Older horses teach young riders

All this discussion of bay horses has me thinking of Olivia's little horse Duke. He was the horse she grew up with. 

Impressalady at age 20
Duke or Impressalady (Impress-A-Lady), his registered name, belonged to Bridgett Hollis who lived across the street from us when we lived in Westwood.  We watched her do great things with this little horse.  

When Olivia outgrew her black pony at age 13, I asked Dr. Jerry Hollis about getting Duke.  He said no.  I waited a few months and asked again. He said yes. 

That was around 1996.  Duke was an own son of Impressive, who was influential in changing the halter-horse world. He was sired by the thoroughbred, Lucky Bar, a Three Bars son, and out of Glamour Bars.  In 1993 he was estimated to have in excess of 55,000 living descendants, including Quarter Horses, Paints and Appaloosas.  Impressive was linked to something besides siring champions.  His genetic legacy included a genetic mutation implied in the rare muscular disorder known as hyperkalemic periodic paralysis (HYPP). Although he never exhibited symptoms of the disease himself, it gradually  became evident that many of his descendants were inflicted with the painful, alarming and often fatal disease. The disorder has never been observed in horses of other lineages.
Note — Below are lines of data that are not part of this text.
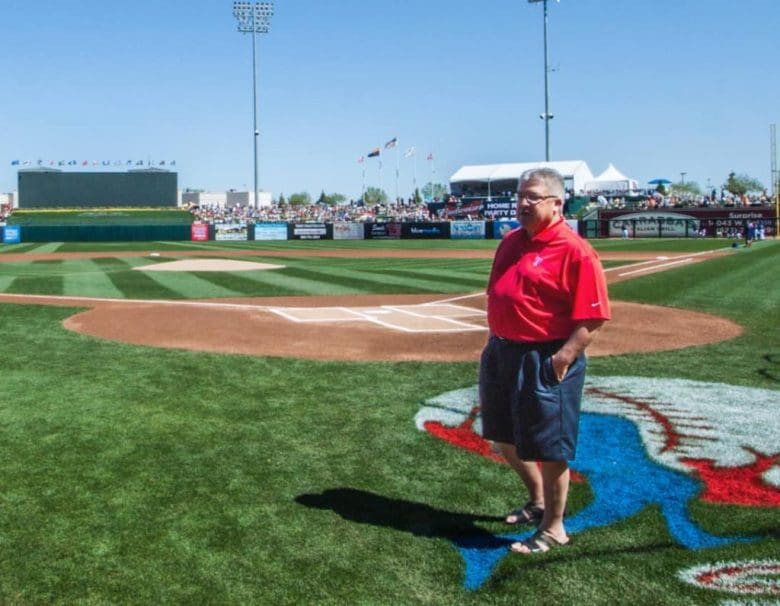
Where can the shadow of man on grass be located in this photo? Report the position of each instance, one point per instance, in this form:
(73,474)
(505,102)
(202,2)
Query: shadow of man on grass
(421,520)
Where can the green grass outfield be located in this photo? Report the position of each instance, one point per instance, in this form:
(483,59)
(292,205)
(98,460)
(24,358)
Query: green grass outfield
(101,216)
(147,476)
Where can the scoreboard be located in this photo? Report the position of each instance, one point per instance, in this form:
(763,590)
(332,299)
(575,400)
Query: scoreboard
(137,188)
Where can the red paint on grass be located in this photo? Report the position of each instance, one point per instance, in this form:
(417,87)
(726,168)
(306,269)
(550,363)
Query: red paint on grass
(738,485)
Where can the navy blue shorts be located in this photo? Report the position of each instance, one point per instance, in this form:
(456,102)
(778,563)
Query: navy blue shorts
(524,404)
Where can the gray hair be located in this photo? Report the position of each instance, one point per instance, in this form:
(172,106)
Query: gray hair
(549,176)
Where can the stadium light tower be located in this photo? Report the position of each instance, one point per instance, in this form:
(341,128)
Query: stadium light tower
(254,18)
(546,116)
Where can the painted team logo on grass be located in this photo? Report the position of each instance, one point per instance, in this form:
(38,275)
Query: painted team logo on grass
(761,577)
(643,442)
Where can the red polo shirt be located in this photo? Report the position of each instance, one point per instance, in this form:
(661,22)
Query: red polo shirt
(540,288)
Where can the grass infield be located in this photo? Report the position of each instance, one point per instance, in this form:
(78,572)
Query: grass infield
(148,476)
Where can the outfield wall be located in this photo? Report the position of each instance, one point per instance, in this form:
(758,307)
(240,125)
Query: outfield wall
(630,225)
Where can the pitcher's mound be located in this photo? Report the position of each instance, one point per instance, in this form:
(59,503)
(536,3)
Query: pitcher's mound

Duke never showed signs of the disorder, but we began feeding him plain oats to avoid the trigger of high-protein feeding.  He did not need to be any more full of energy than he was anyway.  Read more about the disorder at


Duke's owners must have planned on using him for a stud, thus his name. But the little horse didn't reach his sire's height.  He was about 14 hands.  He was trained in the now old-fashioned way of going with his head flexed behind the poll. In showmanship he pivoted on his left instead of right foot. He won points in trail when horses had to stand "ground tied."

Duke right before we sold him in 2001.

Olivia made him her all-around horse, competing in Western pleasure, Horsemanship, Showmanship, Hunt Seat Equitation, and Hunter Under Saddle. She showed him in district and state 4-H competition and at area Quarter Horse shows. I even showed him in Horsemanship.

People would come up to us and say, "Is that Impressalady?  Man, he was something in his time. I recognize him because of his roan blaze."

We kept Duke for six years and sold him when he was 20 to a lady who just wanted a horse to get on every now and then.

When he was mad, he would poop in his water bucket. The night she took him home, she called and said, "Does this horse always poop in his bucket?"  I told her he would quit, he was just mad.  He did it at shows, too.

He was a great teacher for Olivia. I'm a firm believer in older horses for young riders.  Young rider + young horse = trouble. He was a little nervous. He had to be coming straight from Impressive.  Duke may have been a little horse, but nobody ever told him that.